- Born: Rath, Uttar Pradesh India
- Education: Bundelkhand University, Jhansi, Uttar Pradesh
- Occupations: Film and television actor
- Years active: 2015–present
- Known for: Bhabi Ji Ghar Par Hai!; Happu Ki Ultan Paltan;
- Spouse: Sapna Tripathi ​(m. 2011)​
- Children: 2

= Yogesh Tripathi =

Indian film and television actor (born 1979)

Yogesh Tripathi is an Indian actor best known for playing Happu Singh in the sitcom Bhabiji Ghar Par Hain! and in its spin-off, Happu Ki Ultan Paltan, where he plays the lead role. The former ranks among the longest running Indian comedy sitcoms.
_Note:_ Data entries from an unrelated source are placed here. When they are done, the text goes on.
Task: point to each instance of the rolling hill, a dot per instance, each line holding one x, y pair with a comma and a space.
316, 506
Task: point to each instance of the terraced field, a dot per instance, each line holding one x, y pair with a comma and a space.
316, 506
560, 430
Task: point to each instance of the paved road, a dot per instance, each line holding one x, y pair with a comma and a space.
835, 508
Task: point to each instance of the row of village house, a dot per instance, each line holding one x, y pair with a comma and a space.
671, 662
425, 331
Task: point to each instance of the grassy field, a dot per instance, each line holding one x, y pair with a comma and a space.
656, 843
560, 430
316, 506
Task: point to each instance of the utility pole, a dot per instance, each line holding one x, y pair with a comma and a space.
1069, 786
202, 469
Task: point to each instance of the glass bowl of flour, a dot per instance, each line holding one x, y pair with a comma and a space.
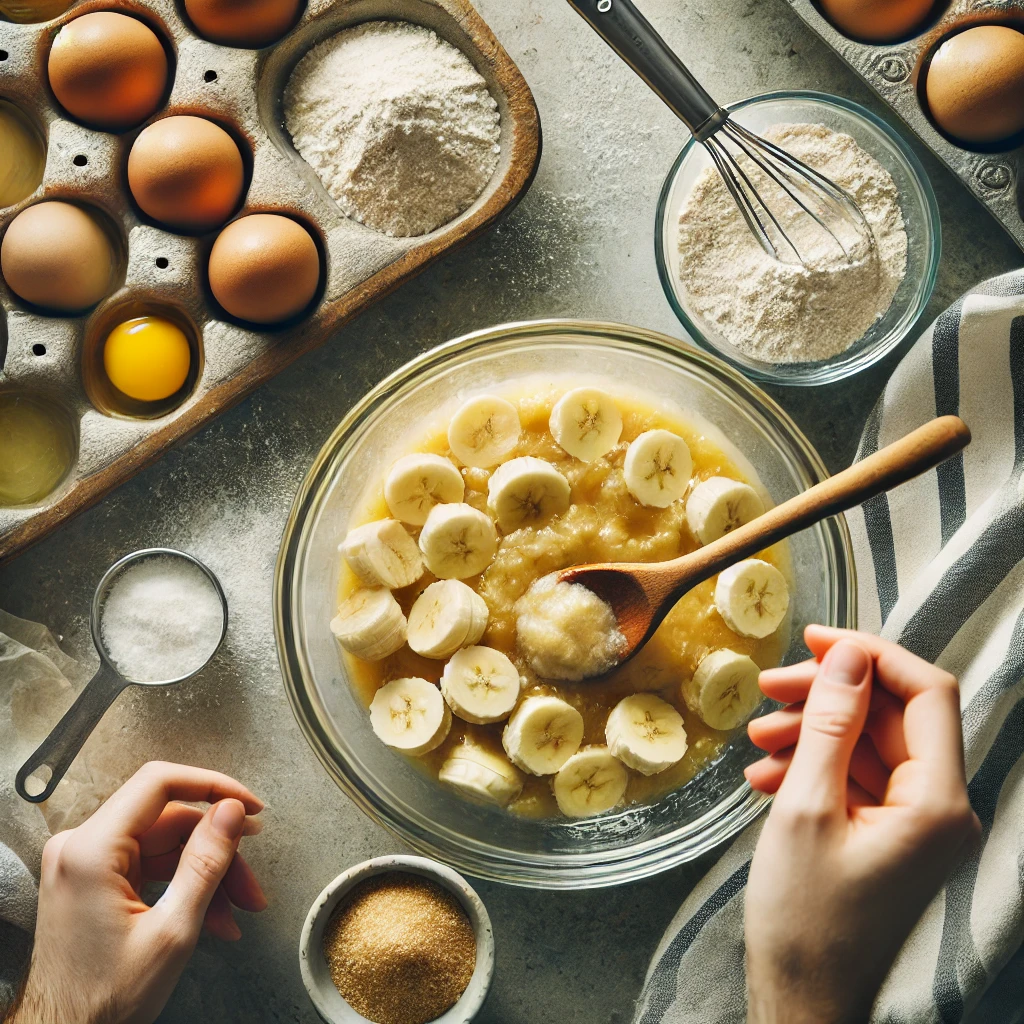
837, 313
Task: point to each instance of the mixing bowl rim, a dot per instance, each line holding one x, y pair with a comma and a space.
640, 860
828, 371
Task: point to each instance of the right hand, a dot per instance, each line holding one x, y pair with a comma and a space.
100, 954
870, 815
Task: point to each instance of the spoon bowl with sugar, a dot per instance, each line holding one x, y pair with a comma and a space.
158, 616
641, 594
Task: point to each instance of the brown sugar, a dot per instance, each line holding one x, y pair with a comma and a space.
400, 949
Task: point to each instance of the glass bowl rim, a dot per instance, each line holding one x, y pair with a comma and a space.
828, 372
732, 813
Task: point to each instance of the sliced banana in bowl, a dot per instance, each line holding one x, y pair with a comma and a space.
526, 492
445, 616
717, 506
542, 734
646, 733
458, 541
370, 625
481, 775
418, 482
592, 781
480, 685
587, 423
752, 597
657, 468
383, 554
484, 431
724, 689
410, 715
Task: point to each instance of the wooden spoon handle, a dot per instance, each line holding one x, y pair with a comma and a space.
899, 462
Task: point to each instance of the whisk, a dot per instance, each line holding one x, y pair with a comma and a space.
635, 40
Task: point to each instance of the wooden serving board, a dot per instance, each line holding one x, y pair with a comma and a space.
242, 89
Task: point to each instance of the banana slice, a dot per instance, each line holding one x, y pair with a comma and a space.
382, 554
719, 505
753, 597
645, 733
590, 782
458, 541
418, 482
480, 685
542, 734
370, 624
724, 690
526, 492
410, 715
480, 775
586, 422
445, 616
483, 431
657, 468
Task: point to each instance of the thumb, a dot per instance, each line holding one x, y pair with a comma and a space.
202, 866
834, 718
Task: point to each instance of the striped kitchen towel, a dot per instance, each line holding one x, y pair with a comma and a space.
940, 563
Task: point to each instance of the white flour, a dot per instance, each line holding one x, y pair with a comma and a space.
784, 312
397, 124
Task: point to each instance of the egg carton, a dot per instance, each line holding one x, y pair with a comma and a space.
242, 89
894, 72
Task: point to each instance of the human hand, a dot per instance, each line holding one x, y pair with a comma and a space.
871, 814
101, 955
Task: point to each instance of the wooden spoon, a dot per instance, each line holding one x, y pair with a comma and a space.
641, 594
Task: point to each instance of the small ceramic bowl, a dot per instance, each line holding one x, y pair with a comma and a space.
316, 976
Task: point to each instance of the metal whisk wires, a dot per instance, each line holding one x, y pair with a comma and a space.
739, 155
817, 196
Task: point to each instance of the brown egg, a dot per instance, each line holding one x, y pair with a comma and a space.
55, 255
264, 268
975, 84
243, 23
107, 70
877, 20
185, 172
==Early and personal life==
He initially struggled in the industry, taking on small roles in theater and television commercials. His big break came when he was cast as Daroga Happu Singh in Bhabiji Ghar Par Hain!, and later starred in the spin-off Happu Ki Ultan Paltan, which made him a household name.

==Career==
Tripathi’s acting career took off with TV shows like F.I.R. (2008–2009) and Chidiya Ghar. He gained widespread recognition with Bhabiji Ghar Par Hain! (2015–present) and later starred in its spin-off series, Happu Ki Ultan Paltan (2019–present). Tripathi made his Bollywood debut in the 2009 Paa (2009), then appearing in films like Admission Open (2010), and Bulbul (2017).

==Filmography==
===Films===

| Year | Title | Role | Other notes |
|---|---|---|---|
| 2009 | Paa |  |  |
| 2012 | 1920: Evil Returns | Chand |  |
| 2017 | Bulbul | Guruji | short |
| 2010 | Admissions Open... Do What You Are Born For... | Ramu |  |
| 2021 | Soch-Alay |  | short |
| 2023 | Hisaab Barabar | Kumar |  |
| 2026 | Bhabiji Ghar Par Hain! Fun On The Run | Happu Singh |  |

===Television===

| Year | Show | Role | Notes |
| 2006–2015 | FIR | Various roles |  |
| 2010–2011 | Ring Wrong Ring |  |  |
| 2009–2014 | Lapataganj | Lovely Singh |  |
| 2015 | Peterson Hill |  |  |
| 2015–2016 | Sahib Biwi Aur Boss |  |  |
| 2018–2019 | Jijaji Chhat Per Hain | Chotte |  |
| 2015–2025 | Bhabiji Ghar Par Hain! | Happu Singh |  |
| 2019–2026 | Happu Ki Ultan Paltan | Lead role |

==Awards and recognition==
Tripathi won the Indian Television Academy Award for Best Actor in a Supporting Role (2019) and the Indian Telly Awards for Best Actor in a Comic Role (Male) - Jury (2019) for his performance in Bhabiji Ghar Par Hain!.